From: Duncan <1i5t5.duncan@cox.net>
To: linux-btrfs@vger.kernel.org
Subject: Re: RAID-1 refuses to balance large drive
Date: Thu, 24 Mar 2016 06:11:44 +0000 (UTC) [thread overview]
Message-ID: <pan$bb328$cf4ba5ae$55fe61f9$a9194f18@cox.net> (raw)
In-Reply-To: 56F3559C.3030201@gmail.com
Brad Templeton posted on Wed, 23 Mar 2016 19:49:00 -0700 as excerpted:
> On 03/23/2016 07:33 PM, Qu Wenruo wrote:
>
>>> Still, it seems to me
>>> that the lack of space even after I filled the disks should not
>>> interfere with the balance's ability to move chunks which are found on
>>> both 3 and 4 so that one remains and one goes to the 6. This action
>>> needs no spare space. Now I presume the current algorithm perhaps
>>> does not work this way?
>>
>> No, balance is not working like that.
>> Although most user consider balance is moving data, which is partly
>> right. The fact is, balance is, copy-and-delete. And it needs spare
>> space.
>>
>> Means you must have enough space for the extents you are balancing,
>> then btrfs will copy them, update reference, and then delete old data
>> (with its block group).
>>
>> So for balancing data in already filled device, btrfs needs to find
>> space for them first.
>> Which will need 2 devices with unallocated space for RAID1.
>>
>> And in you case, you only have 1 devices with unallocated space, so no
>> space to balance.
>
> Ah. I would class this as a bug, or at least a non-optimal design. If
> I understand, you say it tries to move both of the matching chunks to
> new homes. This makes no sense if there are 3 drives because it is
> assured that one chunk is staying on the same drive.
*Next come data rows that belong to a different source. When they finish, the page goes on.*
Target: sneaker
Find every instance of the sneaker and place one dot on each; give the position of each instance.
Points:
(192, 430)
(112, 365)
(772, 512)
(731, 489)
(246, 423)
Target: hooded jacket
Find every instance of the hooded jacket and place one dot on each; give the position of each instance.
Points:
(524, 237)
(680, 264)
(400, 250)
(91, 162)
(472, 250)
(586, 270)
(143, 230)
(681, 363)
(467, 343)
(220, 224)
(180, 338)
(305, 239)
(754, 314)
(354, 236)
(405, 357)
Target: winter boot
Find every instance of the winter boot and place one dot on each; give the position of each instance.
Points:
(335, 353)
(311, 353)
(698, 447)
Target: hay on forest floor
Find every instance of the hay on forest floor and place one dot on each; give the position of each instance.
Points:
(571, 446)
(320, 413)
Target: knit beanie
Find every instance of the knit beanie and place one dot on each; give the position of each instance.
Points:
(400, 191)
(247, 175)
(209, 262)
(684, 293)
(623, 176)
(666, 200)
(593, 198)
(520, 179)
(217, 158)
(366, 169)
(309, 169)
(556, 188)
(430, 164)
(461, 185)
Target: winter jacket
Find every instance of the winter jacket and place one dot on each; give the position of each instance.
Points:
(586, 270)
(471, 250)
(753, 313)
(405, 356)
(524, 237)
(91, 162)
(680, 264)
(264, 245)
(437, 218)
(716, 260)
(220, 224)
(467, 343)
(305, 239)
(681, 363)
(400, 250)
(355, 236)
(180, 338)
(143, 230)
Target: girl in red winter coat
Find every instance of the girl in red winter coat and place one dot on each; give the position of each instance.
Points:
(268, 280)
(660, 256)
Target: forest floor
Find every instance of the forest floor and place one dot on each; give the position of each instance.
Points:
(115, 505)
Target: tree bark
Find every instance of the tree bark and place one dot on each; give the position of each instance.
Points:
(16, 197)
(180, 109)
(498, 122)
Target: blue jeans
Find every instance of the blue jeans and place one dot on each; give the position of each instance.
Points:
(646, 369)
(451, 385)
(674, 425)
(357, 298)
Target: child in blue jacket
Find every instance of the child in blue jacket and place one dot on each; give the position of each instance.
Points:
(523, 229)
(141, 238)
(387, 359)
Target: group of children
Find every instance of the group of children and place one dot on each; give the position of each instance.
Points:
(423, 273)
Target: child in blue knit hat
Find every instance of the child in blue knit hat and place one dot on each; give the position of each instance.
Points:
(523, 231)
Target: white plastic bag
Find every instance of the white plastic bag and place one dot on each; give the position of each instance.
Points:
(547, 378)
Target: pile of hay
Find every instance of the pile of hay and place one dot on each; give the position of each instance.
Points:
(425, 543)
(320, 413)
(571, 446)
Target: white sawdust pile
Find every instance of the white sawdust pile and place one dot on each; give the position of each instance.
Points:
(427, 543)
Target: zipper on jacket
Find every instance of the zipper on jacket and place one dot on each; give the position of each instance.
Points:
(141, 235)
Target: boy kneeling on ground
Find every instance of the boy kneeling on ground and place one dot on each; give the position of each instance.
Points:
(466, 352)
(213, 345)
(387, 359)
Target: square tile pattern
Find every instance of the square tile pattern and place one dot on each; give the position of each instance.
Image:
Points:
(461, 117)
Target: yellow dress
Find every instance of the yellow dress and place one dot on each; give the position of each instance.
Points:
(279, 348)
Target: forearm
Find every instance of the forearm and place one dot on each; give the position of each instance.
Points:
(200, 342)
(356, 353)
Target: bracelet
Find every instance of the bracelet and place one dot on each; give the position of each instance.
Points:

Even with 4 or
> more drives, where this could make sense, in fact it would still be wise
> to attempt to move only one of the pair of chunks, and then move the
> other if that is also a good idea.
What balance does, at its most basic, is rewrite and in the process
manipulate chunks in some desired way, depending on the filters used, if
any. Once the chunks have been rewritten, the old copies are deleted.
But existing chunks are never simply left in place unless the filters
exclude them entirely. If they are rewritten, a new chunk is created and
the old chunk is removed.
Now one of the simplest and most basic effects of this rewrite process is
that where two or more chunks of the same type (typically data or
metadata) are only partially full, the rewrite process will create a new
chunk and start writing, filling it until it is full, then creating
another and filling it, etc, which ends up compacting chunks as it
rewrites them. So if there's ten chunks and average of 50% full, it'll
compact that into five chunks, 100% full. The usage filter is very
helpful here, letting you tell balance to only bother with chunks that
are under say 10% (usage=10) full, where you'll get a pretty big effect
for the effort, as 10 such chunks can be consolidated into one. Of
course that would only happen if you /had/ 10 such chunks under 10% full,
but at say usage=50, you still get one freed chunk for every two balance
rewrites, taking longer, but still far less time than it would take to
rewrite 90% full chunks, with far more dramatic effects... as long as
there are chunks to balance and combine at that usage level, of course.
Here, we're using a different side effect, the fact that with a raid1
setup, there are always two copies of the chunk, one on each of exactly
two devices, and that when new chunks are allocated, they *SHOULD* be
allocated from the devices with the most free space, subject only to the
rule that both copies cannot be on the same device, so the effect is that
it'll allocate from the device with the most space left for the first
copy, and then for the second copy, it'll allocate from the device with
the most space left, but where the device list excludes the device that
the first copy is on.
But, the point that Qu is making is that balance, by definition, rewrites
both raid1 copies of the chunk. It can't simply rewrite just the one
that's on the fullest device to the most empty and leave the other copy
alone. So what it will do is allocate space for a new chunk from each of
the two devices with the most space left, and will copy the chunks to
them, only releasing the existing copies when the copy is done and the
new copies are safely on their respective devices.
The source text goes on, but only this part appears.